The evidence based approach by Mr. Cotler and the evolution of his views can be contrasted to the short sighted, ideological, and partisan thoughts of the Justice Minister Peter MacKay who said:

Mandatory minimums ensure those who commit serious or repeat offences are not free to re-commit those offences #cdnpoli #justice

— Peter MacKay (@MinPeterMacKay) November 12, 2013

Shameful that @JustinTrudeau & #LPC oppose mandatory minimum sentencing & seek lighter sentences for the most violent criminals #cdnpoli

— Peter MacKay (@MinPeterMacKay) November 12, 2013

These comments only serve to demonstrate that Mr. Mackay is still not listening to the evidence.  

The expert evidence was and is clear.  Minimum sentences do not reduce recidivism or keep communities safer.  Minimum sentences may incapacitate an offender – for a while – but they do not address the larger criminological issues.

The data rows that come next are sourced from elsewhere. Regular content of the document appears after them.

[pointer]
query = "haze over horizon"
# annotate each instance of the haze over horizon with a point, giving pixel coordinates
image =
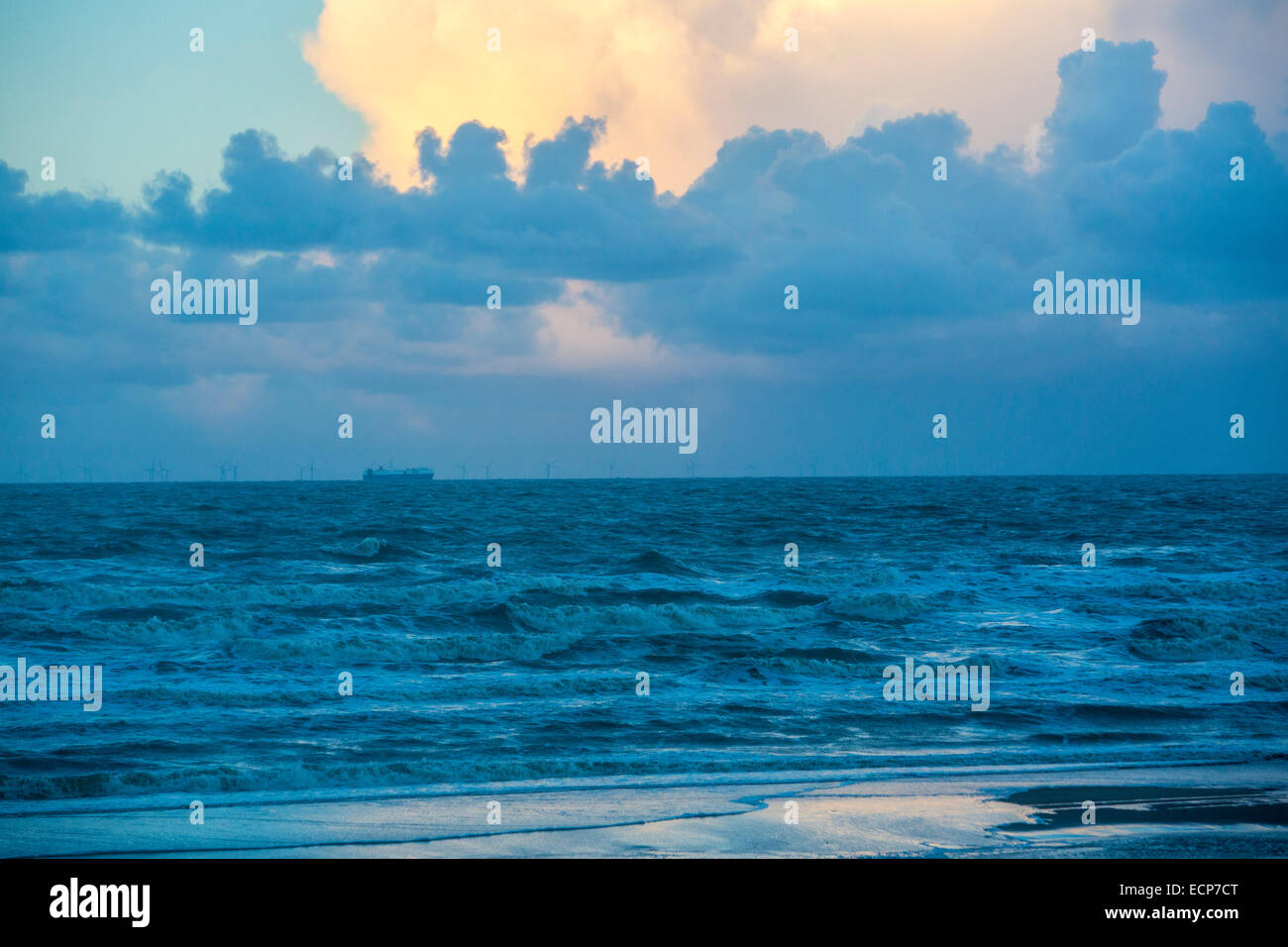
(768, 169)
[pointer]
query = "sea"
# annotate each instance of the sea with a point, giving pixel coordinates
(635, 629)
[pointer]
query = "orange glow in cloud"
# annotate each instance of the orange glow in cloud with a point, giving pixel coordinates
(674, 78)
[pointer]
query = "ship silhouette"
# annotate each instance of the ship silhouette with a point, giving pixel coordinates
(390, 474)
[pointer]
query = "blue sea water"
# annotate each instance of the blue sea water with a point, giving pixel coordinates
(224, 678)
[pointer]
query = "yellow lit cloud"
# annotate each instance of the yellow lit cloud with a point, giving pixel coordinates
(677, 77)
(674, 78)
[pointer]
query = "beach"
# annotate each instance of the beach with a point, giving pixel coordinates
(1194, 812)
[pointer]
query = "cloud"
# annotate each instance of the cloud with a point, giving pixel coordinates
(596, 268)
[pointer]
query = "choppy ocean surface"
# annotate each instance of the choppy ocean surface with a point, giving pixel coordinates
(224, 678)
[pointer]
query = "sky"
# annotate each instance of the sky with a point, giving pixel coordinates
(642, 182)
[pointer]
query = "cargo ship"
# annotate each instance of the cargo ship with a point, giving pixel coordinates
(387, 474)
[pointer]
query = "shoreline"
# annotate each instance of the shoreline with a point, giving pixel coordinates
(1216, 809)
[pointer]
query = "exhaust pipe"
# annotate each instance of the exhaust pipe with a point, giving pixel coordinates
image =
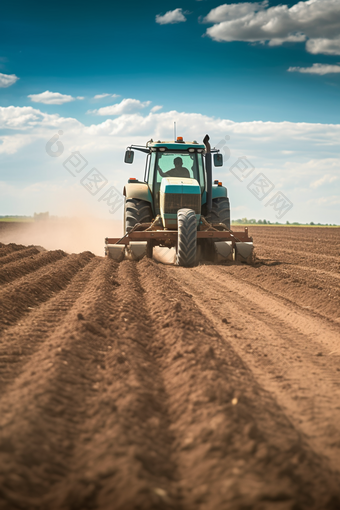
(208, 170)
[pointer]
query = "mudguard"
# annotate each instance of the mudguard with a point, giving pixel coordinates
(138, 190)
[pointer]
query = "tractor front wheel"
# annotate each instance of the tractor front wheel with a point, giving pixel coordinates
(187, 238)
(136, 211)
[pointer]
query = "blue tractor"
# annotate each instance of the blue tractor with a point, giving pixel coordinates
(178, 206)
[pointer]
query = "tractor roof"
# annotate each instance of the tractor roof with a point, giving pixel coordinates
(175, 145)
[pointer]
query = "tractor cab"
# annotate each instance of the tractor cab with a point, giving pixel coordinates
(178, 205)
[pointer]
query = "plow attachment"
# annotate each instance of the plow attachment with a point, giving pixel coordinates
(215, 244)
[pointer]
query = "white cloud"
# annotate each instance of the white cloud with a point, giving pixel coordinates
(325, 46)
(324, 180)
(228, 12)
(315, 20)
(316, 69)
(101, 96)
(6, 80)
(175, 16)
(291, 155)
(125, 106)
(48, 97)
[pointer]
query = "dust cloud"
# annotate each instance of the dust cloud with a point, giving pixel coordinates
(73, 235)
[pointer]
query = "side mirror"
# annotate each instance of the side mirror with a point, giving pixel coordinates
(218, 159)
(129, 155)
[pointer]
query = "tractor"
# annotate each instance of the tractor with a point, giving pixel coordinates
(179, 206)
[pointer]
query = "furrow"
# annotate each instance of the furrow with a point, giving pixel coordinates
(18, 255)
(20, 342)
(235, 447)
(42, 414)
(6, 249)
(286, 350)
(18, 269)
(129, 458)
(19, 297)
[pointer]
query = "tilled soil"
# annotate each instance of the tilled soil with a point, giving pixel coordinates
(145, 386)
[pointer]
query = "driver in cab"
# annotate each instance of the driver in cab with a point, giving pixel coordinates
(178, 171)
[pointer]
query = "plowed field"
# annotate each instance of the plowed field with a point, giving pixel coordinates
(146, 386)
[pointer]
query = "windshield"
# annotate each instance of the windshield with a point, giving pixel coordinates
(182, 164)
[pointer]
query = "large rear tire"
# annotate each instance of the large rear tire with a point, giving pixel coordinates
(136, 211)
(220, 212)
(187, 238)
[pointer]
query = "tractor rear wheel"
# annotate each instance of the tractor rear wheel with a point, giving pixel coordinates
(136, 211)
(187, 237)
(220, 212)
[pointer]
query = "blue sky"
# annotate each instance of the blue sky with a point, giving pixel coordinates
(232, 67)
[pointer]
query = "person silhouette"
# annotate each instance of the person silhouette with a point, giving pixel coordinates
(178, 171)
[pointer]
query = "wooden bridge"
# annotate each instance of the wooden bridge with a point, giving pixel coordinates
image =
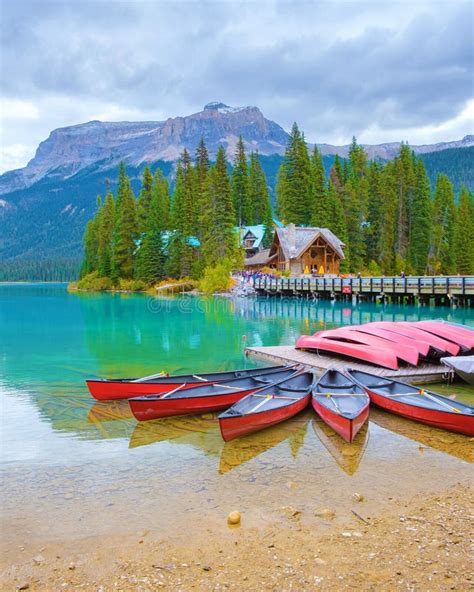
(443, 290)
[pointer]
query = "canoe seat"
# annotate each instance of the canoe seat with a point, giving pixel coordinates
(264, 380)
(332, 386)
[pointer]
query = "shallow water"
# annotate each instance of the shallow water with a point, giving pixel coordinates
(74, 467)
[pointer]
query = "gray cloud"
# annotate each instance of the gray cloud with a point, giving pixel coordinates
(339, 67)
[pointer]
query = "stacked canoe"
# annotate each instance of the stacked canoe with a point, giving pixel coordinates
(389, 344)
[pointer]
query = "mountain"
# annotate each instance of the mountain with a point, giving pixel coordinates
(103, 145)
(71, 149)
(44, 206)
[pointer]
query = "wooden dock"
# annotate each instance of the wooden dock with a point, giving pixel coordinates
(442, 290)
(287, 354)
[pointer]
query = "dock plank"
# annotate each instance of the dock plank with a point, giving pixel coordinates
(287, 354)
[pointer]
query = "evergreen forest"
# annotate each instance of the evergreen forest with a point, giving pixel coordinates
(387, 214)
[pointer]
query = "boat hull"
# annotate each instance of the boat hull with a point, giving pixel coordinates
(347, 428)
(109, 390)
(147, 409)
(373, 355)
(407, 329)
(126, 388)
(465, 338)
(403, 352)
(461, 423)
(238, 426)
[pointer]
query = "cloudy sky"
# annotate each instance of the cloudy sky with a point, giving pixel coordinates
(384, 71)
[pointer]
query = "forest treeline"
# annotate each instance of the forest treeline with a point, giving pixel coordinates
(385, 213)
(45, 270)
(158, 235)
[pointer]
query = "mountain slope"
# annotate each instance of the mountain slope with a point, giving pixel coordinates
(71, 149)
(44, 207)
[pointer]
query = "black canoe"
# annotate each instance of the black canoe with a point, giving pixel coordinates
(205, 397)
(417, 403)
(106, 389)
(341, 403)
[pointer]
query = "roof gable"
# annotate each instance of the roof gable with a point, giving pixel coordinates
(304, 237)
(257, 231)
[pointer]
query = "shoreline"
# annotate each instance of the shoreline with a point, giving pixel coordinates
(419, 544)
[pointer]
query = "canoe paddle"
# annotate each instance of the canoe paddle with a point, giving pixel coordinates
(423, 393)
(333, 402)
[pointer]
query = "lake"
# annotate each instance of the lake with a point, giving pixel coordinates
(74, 467)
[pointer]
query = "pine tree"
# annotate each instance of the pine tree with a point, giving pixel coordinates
(337, 221)
(420, 221)
(388, 220)
(337, 175)
(243, 206)
(220, 239)
(464, 233)
(258, 192)
(405, 176)
(151, 256)
(374, 212)
(442, 255)
(294, 181)
(125, 229)
(355, 196)
(144, 199)
(90, 260)
(160, 194)
(105, 236)
(320, 213)
(184, 219)
(201, 171)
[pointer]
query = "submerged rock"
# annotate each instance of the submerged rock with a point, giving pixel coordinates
(325, 513)
(233, 518)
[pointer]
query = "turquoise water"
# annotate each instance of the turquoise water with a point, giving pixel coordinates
(71, 467)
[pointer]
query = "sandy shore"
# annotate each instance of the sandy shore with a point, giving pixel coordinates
(421, 545)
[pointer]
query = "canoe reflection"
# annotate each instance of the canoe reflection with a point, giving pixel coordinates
(347, 455)
(449, 442)
(200, 431)
(241, 450)
(109, 411)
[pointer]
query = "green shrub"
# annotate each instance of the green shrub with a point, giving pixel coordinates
(131, 285)
(218, 278)
(93, 282)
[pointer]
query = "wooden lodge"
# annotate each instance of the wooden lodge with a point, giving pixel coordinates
(301, 251)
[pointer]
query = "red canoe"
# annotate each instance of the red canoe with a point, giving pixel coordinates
(417, 404)
(373, 355)
(341, 403)
(267, 407)
(405, 353)
(105, 389)
(465, 339)
(203, 398)
(439, 345)
(423, 347)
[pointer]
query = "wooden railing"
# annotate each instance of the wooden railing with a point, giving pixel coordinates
(420, 285)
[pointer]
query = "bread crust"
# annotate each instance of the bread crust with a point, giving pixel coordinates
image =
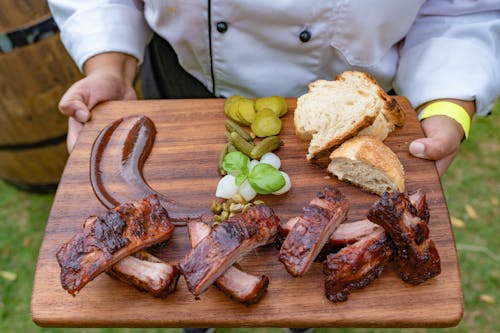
(383, 115)
(374, 152)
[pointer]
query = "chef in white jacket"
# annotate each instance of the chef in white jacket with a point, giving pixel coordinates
(428, 51)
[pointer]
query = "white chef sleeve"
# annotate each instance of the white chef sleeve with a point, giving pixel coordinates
(452, 51)
(91, 27)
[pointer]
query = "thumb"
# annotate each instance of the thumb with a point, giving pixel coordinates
(428, 148)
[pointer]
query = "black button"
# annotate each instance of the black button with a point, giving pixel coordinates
(221, 27)
(305, 36)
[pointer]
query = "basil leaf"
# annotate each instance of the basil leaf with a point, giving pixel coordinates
(265, 179)
(236, 163)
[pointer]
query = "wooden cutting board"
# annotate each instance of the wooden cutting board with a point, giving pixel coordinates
(183, 165)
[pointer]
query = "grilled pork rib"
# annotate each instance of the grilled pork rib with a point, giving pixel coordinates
(226, 243)
(356, 265)
(237, 284)
(351, 232)
(147, 273)
(417, 255)
(346, 233)
(312, 230)
(107, 238)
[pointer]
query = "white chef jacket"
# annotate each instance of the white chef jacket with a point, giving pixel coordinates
(425, 50)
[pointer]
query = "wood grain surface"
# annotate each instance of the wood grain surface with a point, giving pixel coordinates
(182, 165)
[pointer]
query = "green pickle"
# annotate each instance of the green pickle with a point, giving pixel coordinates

It is a blatant falsehood and a gross misrepresentation to say that those who oppose mandatory sentences seek lighter sentences for violent offenders.  

Those who oppose mandatory minimum sentences wish to see the appropriate and constitutional sentence imposed.  They wish to give judges the discretion to make the appropriate decisions.  Those who oppose minimum sentence wish to see justice done in a way that does not offend standards of decency.  This is not acheieved by a one size fits all minimum sentence.

Mr. MacKay continues to blindly suppors mandatory sentences and seeks to vilify those who disagree with him.  

Using the wording of the Court of Appeal it is Mr. MacKay who, in the absence of evidence, continues to supports sentences that can be so excessive as to outrage standards of decency.  It is this position that should be vilified.  

This is not the judgement that we should expect from our Minister of Justice.